Two House committees and a federal watchdog have all opened investigations into the deal. San Juan Mayor Carmen Yulín Cruz has called for the deal to be voided and investigated after representatives for the company feuded with her on Twitter and asked her if she wanted them to stop working.
Cruz called the deal “alarming” in an interview with Yahoo News on Wednesday. Whitefish fired back on Twitter: “We share the mayor’s frustration with the situation on Puerto Rico, but her comments are misplaced. … We find her comments to be very disappointing and demoralizing to the hundreds of people on our team that have left their homes and families and have come here to help the people of Puerto Rico.”
Cruz, who has been lauded for her steadfastness in advocating for the people of Puerto Rico, said, “I’ve seen people drinking from creeks, mothers just holding their babies saying, ‘Please help me.’ … The federal response has been inadequate. Frankly, it’s an embarrassment.” She added her gratitude to the citizens of the mainland who have come to volunteer: “I want to make sure that people understand that we know the difference between President Trump and the good-hearted people and the good-natured people of the United States. We know they’re not one and the same.”
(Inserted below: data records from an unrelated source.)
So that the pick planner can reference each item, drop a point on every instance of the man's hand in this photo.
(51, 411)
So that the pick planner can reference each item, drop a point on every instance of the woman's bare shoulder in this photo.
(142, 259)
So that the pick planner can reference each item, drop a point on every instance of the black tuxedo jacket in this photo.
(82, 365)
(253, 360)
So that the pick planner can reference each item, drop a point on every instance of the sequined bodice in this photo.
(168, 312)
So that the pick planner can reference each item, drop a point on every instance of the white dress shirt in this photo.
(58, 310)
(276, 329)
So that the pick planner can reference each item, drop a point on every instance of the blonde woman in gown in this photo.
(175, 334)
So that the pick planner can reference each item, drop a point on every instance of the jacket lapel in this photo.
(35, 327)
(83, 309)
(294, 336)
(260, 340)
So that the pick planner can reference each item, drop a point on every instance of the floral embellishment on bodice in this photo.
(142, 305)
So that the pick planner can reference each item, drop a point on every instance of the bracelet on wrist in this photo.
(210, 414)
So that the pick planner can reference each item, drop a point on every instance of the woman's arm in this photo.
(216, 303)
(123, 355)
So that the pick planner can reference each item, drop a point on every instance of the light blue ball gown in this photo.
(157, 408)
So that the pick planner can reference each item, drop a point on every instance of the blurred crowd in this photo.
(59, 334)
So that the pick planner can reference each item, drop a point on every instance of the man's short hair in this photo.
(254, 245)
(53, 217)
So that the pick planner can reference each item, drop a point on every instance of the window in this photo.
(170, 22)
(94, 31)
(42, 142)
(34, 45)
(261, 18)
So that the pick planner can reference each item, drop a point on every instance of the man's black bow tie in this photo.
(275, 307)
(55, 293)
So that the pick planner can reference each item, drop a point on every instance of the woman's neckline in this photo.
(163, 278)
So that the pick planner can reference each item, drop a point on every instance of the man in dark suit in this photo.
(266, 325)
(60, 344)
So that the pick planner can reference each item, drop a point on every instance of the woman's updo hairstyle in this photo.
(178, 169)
Rep. Luis Gutiérrez, D-Ill., a son of Puerto Rican immigrants who has also been outspoken about the Trump administration’s response to the hurricane, shared his thoughts on the Whitefish deal on Wednesday, saying, “We learned that the company is two years old and as of about six weeks ago, it had just two employees. It does not have a track record of working on massive projects—certainly not one as massive as rebuilding the power grid in Puerto Rico after a once-in-a-century storm like Hurricane Maria … Whitefish Energy is based in Whitefish, Montana. That’s the hometown of Interior Secretary Ryan Zinke, who used to represent Montana in this body. His son even worked for them briefly at one point. The Chief Executive of Whitefish, Andy Techmanski, knows Secretary Zinke, but as a spokesman for the Interior Department said to the Washington Post, in Whitefish [quote] “everyone knows everybody.” That does not make me feel better.”
Gutiérrez also raised concern over Whitefish’s financing by HBC Investments, a private equity firm founded by Joe Colonnetta, who holds the title of general partner. The Daily Beast reports:
Federal Elections Commission data compiled by The Daily Beast shows Colonnetta contributed $20,000 to the Trump Victory PAC during the general election, $2,700 to Trump’s primary election campaign (then the maximum amount permitted), $2,700 to Trump’s general election campaign (also the maximum), and a total of $30,700 to the Republican National Committee in 2016 alone.
Colonnetta’s wife, Kimberly, is no stranger to Republican politics either; shortly after Trump’s victory, she gave $33,400 to the Republican National Committee, the maximum contribution permitted for party committees in 2016.
Joe Colonnetta is not the only Republican connection to the controversial Whitefish contract. On Monday, The Washington Post reported that Whitefish Chief Executive Officer Andy Techmanski is friends with Trump administration Interior Secretary Ryan Zinke. Moreover, Whitefish is located in Zinke’s hometown of Whitefish, Monatana.
An energy company in Oklahoma (home state of EPA Administrator Scott Pruitt, who has well-documented ties to the state’s oil and gas industry) was awarded a $200 million contract, similar to that given to Whitefish. According to a release, “Oklahoma City-based Mammoth Energy Services announced its wholly owned subsidiary, Cobra Acquisitions LLC has won a nearly $200 million contract to restore power to Puerto Rico following the hurricane.”